Und einmal sah ich von weiter weg einen Wal, der aus dem Wasser sprang und sich dann auf das Wasser knallen ließ, so wie man es aus dem Fernsehen kennt. Das sind die kleinen Glücksmomente, wo man auf dem Meer merkt: Man ist definitiv nicht allein.
Was bedeutet das Meer für Sie?
Das Meer ist allgegenwärtig – auch wenn ich im Binnenland sitze. Es ist Teil unseres Wetters, Teil des Wassers, das wir trinken. Da ist eine Verbindung da. Nach meiner Rückkehr war ich im Engadin wandern und habe an einer Quelle ganz oben meine Flasche aufgefüllt.
Und dann habe ich dem Wasser so im Spaß erzählt: Ich kann Dir vom großen Wasser ganz weit weg erzählen. Und hatte das Gefühl, es antwortet: Du musst uns das nicht erzählen. Wir wissen das. Wir sind das Wasser.
Da habe ich mich als Teil des Ganzen und der Natur gefühlt wie auch auf dem Atlantik, wo ich anfing, mich durchsichtig zu fühlen. Diese Momente bringen mir ein unglaubliches Glücksgefühl.

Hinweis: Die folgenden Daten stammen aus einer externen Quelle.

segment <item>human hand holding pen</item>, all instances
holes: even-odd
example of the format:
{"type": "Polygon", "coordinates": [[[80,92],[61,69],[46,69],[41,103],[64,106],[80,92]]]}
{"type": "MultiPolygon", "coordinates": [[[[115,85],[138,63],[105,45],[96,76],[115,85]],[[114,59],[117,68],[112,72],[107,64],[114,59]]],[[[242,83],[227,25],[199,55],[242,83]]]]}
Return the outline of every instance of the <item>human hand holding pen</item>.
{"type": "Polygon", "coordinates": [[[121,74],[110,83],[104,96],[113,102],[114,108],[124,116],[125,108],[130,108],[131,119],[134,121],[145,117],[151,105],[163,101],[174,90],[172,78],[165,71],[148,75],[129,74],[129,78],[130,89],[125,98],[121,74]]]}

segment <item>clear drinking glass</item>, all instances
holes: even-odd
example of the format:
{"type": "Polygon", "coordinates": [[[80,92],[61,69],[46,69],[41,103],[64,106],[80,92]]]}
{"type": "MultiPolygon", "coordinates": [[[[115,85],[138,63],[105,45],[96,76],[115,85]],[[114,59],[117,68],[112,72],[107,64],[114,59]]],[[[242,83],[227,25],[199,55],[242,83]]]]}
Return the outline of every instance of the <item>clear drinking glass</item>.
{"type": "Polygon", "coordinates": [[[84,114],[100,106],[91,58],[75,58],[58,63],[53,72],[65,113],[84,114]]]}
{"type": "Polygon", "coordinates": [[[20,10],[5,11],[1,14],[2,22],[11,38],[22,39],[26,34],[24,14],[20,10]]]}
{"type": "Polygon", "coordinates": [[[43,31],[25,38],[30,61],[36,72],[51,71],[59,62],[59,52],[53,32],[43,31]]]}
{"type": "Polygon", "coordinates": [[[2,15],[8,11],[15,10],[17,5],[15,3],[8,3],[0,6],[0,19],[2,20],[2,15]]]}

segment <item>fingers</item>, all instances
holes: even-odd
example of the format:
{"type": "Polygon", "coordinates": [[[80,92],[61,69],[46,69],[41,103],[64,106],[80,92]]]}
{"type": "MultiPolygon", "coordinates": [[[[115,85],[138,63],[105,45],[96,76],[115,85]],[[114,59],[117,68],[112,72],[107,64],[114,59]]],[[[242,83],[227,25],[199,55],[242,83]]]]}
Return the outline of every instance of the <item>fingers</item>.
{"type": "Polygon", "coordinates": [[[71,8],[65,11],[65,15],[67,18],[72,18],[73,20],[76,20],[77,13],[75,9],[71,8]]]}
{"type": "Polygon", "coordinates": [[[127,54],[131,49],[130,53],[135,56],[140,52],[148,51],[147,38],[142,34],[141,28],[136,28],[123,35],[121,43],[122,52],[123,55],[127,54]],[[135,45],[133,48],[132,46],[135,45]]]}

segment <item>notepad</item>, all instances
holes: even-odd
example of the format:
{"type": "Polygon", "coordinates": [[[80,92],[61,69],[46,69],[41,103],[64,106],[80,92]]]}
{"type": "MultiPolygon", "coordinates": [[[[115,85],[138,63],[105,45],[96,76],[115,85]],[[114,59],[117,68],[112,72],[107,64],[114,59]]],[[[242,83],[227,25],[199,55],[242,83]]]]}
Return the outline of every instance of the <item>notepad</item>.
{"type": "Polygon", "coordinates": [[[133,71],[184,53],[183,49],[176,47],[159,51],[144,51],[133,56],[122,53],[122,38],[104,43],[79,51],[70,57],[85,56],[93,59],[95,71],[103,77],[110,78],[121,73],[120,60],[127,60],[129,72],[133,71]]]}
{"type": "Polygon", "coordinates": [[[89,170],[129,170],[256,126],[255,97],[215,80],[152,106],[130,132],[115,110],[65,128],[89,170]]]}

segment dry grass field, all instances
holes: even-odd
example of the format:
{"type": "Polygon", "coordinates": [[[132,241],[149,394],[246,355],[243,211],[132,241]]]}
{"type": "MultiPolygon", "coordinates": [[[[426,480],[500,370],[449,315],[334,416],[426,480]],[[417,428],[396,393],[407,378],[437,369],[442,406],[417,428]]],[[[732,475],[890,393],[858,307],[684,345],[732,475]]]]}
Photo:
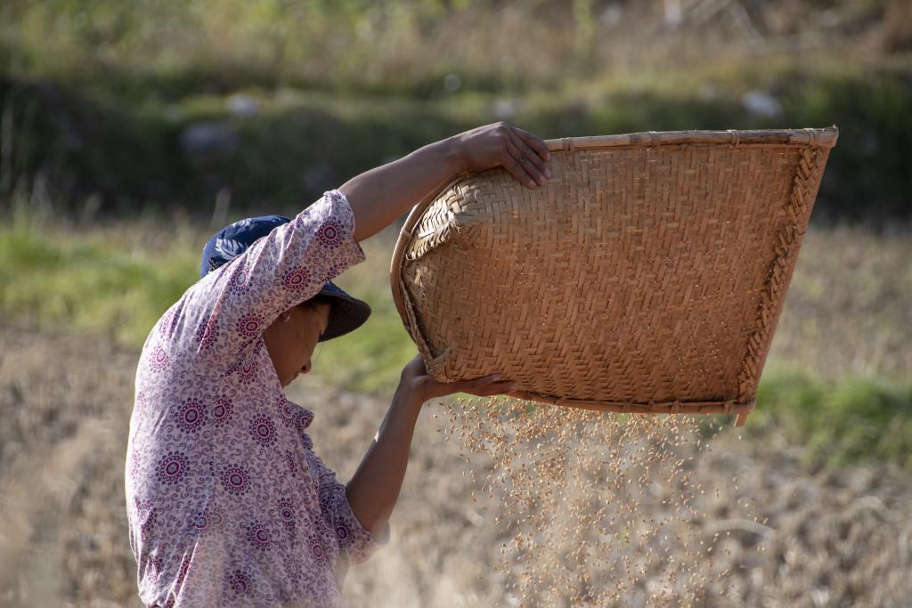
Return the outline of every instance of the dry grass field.
{"type": "MultiPolygon", "coordinates": [[[[909,259],[908,232],[812,231],[768,369],[800,367],[827,379],[912,377],[909,259]]],[[[90,335],[8,324],[0,325],[0,605],[140,606],[123,504],[138,353],[90,335]]],[[[311,378],[294,385],[289,397],[316,412],[315,449],[347,479],[386,397],[311,378]]],[[[470,500],[477,482],[466,472],[484,463],[466,462],[457,442],[437,432],[447,407],[429,404],[419,420],[390,545],[349,572],[352,606],[517,603],[493,567],[511,534],[470,500]]],[[[713,554],[698,603],[912,605],[908,474],[878,463],[809,464],[803,447],[779,429],[758,433],[749,420],[716,435],[709,449],[679,448],[694,458],[694,481],[707,490],[697,497],[701,517],[668,524],[704,541],[680,559],[708,563],[713,554]]],[[[640,504],[662,517],[661,500],[640,504]]],[[[643,605],[649,593],[644,580],[626,605],[643,605]]]]}

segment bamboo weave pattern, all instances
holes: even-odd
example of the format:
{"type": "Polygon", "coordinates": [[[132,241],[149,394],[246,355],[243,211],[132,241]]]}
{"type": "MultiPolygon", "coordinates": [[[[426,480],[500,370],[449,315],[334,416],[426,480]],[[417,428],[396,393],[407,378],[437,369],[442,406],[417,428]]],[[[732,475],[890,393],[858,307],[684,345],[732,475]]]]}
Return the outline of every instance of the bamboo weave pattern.
{"type": "Polygon", "coordinates": [[[441,381],[634,413],[754,404],[836,129],[551,140],[533,190],[503,169],[417,205],[391,279],[441,381]]]}

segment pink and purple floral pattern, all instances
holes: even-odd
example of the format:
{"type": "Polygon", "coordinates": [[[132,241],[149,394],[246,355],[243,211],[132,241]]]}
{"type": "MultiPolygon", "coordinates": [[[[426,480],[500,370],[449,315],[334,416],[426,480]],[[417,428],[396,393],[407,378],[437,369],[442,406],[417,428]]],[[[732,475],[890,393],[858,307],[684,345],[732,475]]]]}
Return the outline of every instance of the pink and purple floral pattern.
{"type": "Polygon", "coordinates": [[[311,448],[263,331],[364,260],[334,191],[209,273],[161,317],[137,367],[125,461],[147,606],[338,606],[372,538],[311,448]]]}

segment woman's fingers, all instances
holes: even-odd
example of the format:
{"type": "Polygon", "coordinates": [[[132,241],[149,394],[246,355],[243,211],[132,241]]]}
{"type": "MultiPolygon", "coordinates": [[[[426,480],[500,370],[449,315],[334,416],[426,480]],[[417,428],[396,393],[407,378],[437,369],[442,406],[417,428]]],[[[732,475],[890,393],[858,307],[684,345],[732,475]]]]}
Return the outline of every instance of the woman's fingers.
{"type": "Polygon", "coordinates": [[[509,393],[516,388],[516,383],[512,380],[495,380],[492,376],[486,376],[474,380],[467,380],[460,388],[461,392],[489,397],[509,393]]]}
{"type": "Polygon", "coordinates": [[[537,175],[534,175],[533,177],[535,177],[539,183],[544,184],[544,180],[548,178],[548,175],[546,174],[548,166],[544,162],[544,160],[539,156],[539,152],[537,150],[533,149],[532,147],[515,132],[511,133],[511,139],[513,140],[513,145],[519,149],[526,162],[531,162],[535,170],[537,170],[537,175]]]}
{"type": "MultiPolygon", "coordinates": [[[[502,163],[508,171],[513,174],[513,176],[520,181],[525,183],[530,188],[534,188],[536,183],[541,183],[538,180],[538,176],[541,173],[532,166],[531,161],[524,159],[523,152],[520,151],[516,144],[513,143],[513,139],[510,138],[504,141],[508,157],[504,159],[502,163]]],[[[544,177],[542,178],[544,180],[544,177]]]]}
{"type": "Polygon", "coordinates": [[[548,145],[541,138],[533,135],[523,129],[517,129],[515,127],[513,127],[513,132],[523,138],[525,143],[534,149],[543,160],[547,161],[551,160],[551,151],[548,149],[548,145]]]}

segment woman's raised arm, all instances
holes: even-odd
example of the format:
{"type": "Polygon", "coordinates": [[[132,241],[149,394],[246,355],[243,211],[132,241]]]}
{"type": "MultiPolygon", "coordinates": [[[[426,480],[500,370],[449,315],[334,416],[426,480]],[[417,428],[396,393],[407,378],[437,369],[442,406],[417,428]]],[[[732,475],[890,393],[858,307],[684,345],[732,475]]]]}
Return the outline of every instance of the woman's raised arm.
{"type": "Polygon", "coordinates": [[[428,144],[352,178],[339,190],[355,212],[355,241],[380,232],[425,196],[464,170],[503,166],[534,188],[551,177],[547,146],[535,135],[498,122],[428,144]]]}

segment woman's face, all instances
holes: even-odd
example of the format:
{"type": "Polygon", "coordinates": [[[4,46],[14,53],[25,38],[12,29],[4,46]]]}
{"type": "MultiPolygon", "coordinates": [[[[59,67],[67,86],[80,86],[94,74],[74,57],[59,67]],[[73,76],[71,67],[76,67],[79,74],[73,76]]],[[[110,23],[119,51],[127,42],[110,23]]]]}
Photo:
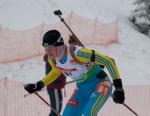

Haben Sie auch Müll gesehen?
Die großen Müllteppiche weniger, aber einzelnen Müll, immer ein paar Meter weg vom Boot, zu weit, um ihn einzusammeln. Auch Reste von Fischernetzen und Plastikcontainer, die voll mit Muscheln waren.
Was ich viel gesehen habe, waren gelbliche, baumartige Algen, die sich losgelöst hatten, von West nach Ost treiben, an den Küsten fürchterlich stinken und durch giftige Gase schädlich sind.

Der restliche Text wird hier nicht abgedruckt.